In part 1 of 6 in my latest series showcasing the six pillars of the AWS Well-Architected Framework, we take a look at the Reliability pillar. If you’d like to learn more about the other pillars of the Well-Architected Framework, check out the other blogs in this series via the links below.
What we will be covering
- AWS Well-Architected overview
- AWS Well-Architected: Reliability pillar deep dive
- Defining recovery objectives
- Defining availability terms
- Intersection of availability terms and recovery objectives
- Evaluating reliability requirements
- Architecture examples
- Architecting to requirements
Why we are learning this
- To help others understand how to design and implement architecture that aligns to availability and reliability requirements
- Using the AWS Well-Architected: Reliability pillar for guidance to build reliable infrastructure
How this will help me
You will:
- Be able to successfully define availability requirements
- Have a better understanding of the intersection of reliability and availability
- Have a better understanding of correct use of availability terms
- Be able to build effective solutions aligned to the AWS Well-Architected: Reliability pillar
AWS Well-Architected Overview
AWS Well-Architected is a framework comprising six “pillars” for building infrastructure with good practice in mind.
By aligning architecture and infrastructure to the AWS Well-Architected Framework, customers can ensure their solutions are secure, reliable, efficient, sustainable, cost-effective and operationally supportable.
Aligning to the framework is not mandatory; however doing so creates good architecture and can help in making critical decisions and risk mitigation.
Comprised of six pillars of excellence:
- Security
- Reliability
- Operational excellence
- Performance efficiency
- Cost optimisation
- Sustainability
The AWS Well-Architected Wheel
The following infographic depicts the components and focus areas for each of the six pillars:
Well-Architected: Security
The Security pillar covers:
- Incident response
- Data protection
- Encryption in flight
- Encryption at rest
- Data classification
- Infrastructure protection
- Compute protection
- Network protection
- Detective controls
- Event management
- Security awareness
- Identity Access Management (IAM)
- Who should/can access solution
- How they access solution
Well-Architected: Reliability
The Reliability pillar covers:
- Change management
- Monitoring
- Alerting
- Failure management*
- Disaster recovery
- Data backup
- Resiliency
- Resiliency testing
- Scaling to demand
*This is what we will cover in depth today
Well-Architected: Operational Excellence
The Operational Excellence pillar covers:
- Operational readiness
- Deployment methods
- Automation at core
- Integration methods
- Workload insights
- Operate
- Workload health
- Operation health
- Event response
- Patching and upgrades
- Inventory management
- Evolve
- Operational evolution
Well-Architected: Performance Efficiency
The Performance Efficiency pillar covers:
- Selection of resources
- Architecture choice (server/serverless)
- Compute
- Storage
- Database
- Networking
- Performance monitoring
- Performance tradeoffs
- Reviewing architecture choices over time
Well-Architected: Cost Optimisation
The Cost Optimisation pillar covers:
- Expenditure awareness
- Cost tracking
- Total Cost of Ownership (TCO)
- Usage governance
- Resource decommissioning
- Cost effective resources
- Service selection
- Right-sizing workloads
- Data transfer optimisation
- Licensing cost reduction
- Matching supply with demand
- Scaling and efficiency
- Reviewing architecture choices over time
Well-Architected: Sustainability
The Sustainability pillar covers:
- Resource selection
- Right-sizing workloads
- Effective use of infrastructure architecture
- Reducing impact to environmental factors
- Power and cooling efficiency
- Elastic resources
- Awareness of and reduction to the carbon footprint
- Often supported by cost reduction
Reliability: Common Terms
Recovery Objective Terms
Often, we don’t have a clear understanding of the requirements applications and systems have in context to the business or customers.

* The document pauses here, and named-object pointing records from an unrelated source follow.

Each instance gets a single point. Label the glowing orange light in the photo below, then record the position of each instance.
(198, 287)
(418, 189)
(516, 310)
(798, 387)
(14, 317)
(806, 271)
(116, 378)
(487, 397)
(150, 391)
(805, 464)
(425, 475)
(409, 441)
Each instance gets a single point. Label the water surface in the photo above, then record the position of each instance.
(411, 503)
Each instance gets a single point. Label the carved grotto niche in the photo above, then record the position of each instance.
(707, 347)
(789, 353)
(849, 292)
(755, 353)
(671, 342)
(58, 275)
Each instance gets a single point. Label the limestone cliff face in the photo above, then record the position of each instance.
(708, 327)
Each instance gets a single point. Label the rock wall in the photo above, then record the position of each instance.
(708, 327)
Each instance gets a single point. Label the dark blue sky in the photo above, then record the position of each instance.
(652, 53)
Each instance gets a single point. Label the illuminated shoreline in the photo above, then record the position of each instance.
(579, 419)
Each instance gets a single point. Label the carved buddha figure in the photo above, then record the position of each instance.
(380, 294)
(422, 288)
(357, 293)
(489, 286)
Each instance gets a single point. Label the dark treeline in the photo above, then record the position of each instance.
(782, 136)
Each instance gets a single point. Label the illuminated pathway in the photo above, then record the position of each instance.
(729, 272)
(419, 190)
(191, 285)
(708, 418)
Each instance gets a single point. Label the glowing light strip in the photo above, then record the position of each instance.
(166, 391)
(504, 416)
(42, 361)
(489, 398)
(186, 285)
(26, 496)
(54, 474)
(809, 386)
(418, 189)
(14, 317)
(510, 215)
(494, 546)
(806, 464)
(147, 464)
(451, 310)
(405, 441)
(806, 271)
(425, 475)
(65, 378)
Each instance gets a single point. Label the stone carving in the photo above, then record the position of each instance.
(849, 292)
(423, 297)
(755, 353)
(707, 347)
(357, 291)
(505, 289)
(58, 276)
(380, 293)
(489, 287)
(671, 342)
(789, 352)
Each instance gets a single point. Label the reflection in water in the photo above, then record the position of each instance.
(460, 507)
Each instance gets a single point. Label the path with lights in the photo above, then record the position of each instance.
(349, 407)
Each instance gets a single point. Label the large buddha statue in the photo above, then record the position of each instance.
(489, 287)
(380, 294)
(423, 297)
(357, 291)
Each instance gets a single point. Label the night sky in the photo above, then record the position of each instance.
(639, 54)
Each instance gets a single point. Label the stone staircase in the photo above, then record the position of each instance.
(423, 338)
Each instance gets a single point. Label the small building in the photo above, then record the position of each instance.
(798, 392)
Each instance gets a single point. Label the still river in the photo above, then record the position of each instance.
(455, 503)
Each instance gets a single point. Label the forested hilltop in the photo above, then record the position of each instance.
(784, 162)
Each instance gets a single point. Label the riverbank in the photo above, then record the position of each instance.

It is helpful to understand the objectives we want to achieve:
- Recovery Point Objective (RPO)
- Defines how much data you are willing to lose
- Influences how often data needs to be backed up / snapshot intervals
- Recovery Time Objective (RTO)
- Defines how long an outage can be tolerated from failure to recovery
- Influences the method used for recovery of resources in an outage
- Together, the RPO and RTO effectively defines what an architecture solution should look like and significantly influences architectural choices if correctly implemented
Recovery Terminology
Disaster Recovery (DR)
- Often used interchangeably / confused with “HA”
- Longest recovery time
- Cheapest to implement
- Doesn’t have to have an immediately available resource
High-Availability (HA)
- Often confused with “FT”
- Shorter recovery time than “DR”
- Can be cheap to implement; more expensive than “DR”
- Doesn’t mean no outage – just faster to recover
Fault-Tolerance (FT)
- May still have diminished performance
- Most expensive to implement
- Highest availability target
Recovery Terminology Analogies
Sometimes it can be helpful to remember these terms using real-world analogies. These are some of the analogies I have used to help understand the differences between each term in an effort to be more conscience about using the correct terminology:
- Fault Tolerance (FT):
- A guitar with many strings
- Continue operating with reduced performance for a period of time
- High Availability (HA):
- A spare tube on a bicycle
- Some downtime while the new tube is fitted
- Disaster Recovery (DR):
- A puncture repair kit
- Find the leak, patch the leak and reinflate
- Continue on your journey some time later
Intersection of RPO/RTO and Recovery Strategy
There is synergy with reliability and availability as discussed further here. There is a benefit-cost ratio depending on what your specific requirements are.
There is alignment between recovery strategy and availability at a high-level as shown below:
- Disaster Recovery (DR)
- Backup and restore
- High-Availability (HA)
- Pilot light
- Warm standby**
- Fault-Tolerance (FT)
- Warm standby**
- Active/Active
**A warm standby environment may allow for continued operation with reduced performance but may require a brief outage to switch over.
Evaluating Reliability Requirements
Despite terms being used interchangeably, there is one hard and fast rule: High availability is not disaster recovery.
- Availability focuses on components of the workload
- Disaster recovery focuses on discrete copies of the entire workload
- There is a need to meet availability objectives for availability related events
- Disaster recovery objectives are built around workload failover during a disaster
- Data and workload may have different requirements to each other
- S3 is highly available across AZ’s – but how do you recover your objects?
- An EC2 instance may be ephemeral but the database is likely not
- Failure scenarios impact your availability and disaster recovery implementation
Defining Requirements
An RPO and RTO is a target set of recovery objectives but it needs to be relevant to the scenarios you are anticipating. Failure scenarios might be:
- Infrastructure: Loss of AZ, loss of instances, data corruption / exhaustion
- Security Event: crypto, DDoS, injection attacks, application-specific attacks
- Frontend: Web or application (instances, containers)
- Backend: Application and/or database (instances, containers, databases)
Understand the impacts each of these has on your application:
- Customers (internal or external)
- Financial
- Reputation
- Business continuity
- The impact should justify the spend on reliability
Example of Poor Implementation
Objective: A target RPO of 1 hour and target RTO of 2 hours
Failure scenarios: Data corruption, loss of AZ
- EC2 writes to persistent storage using distributed storage (EFS)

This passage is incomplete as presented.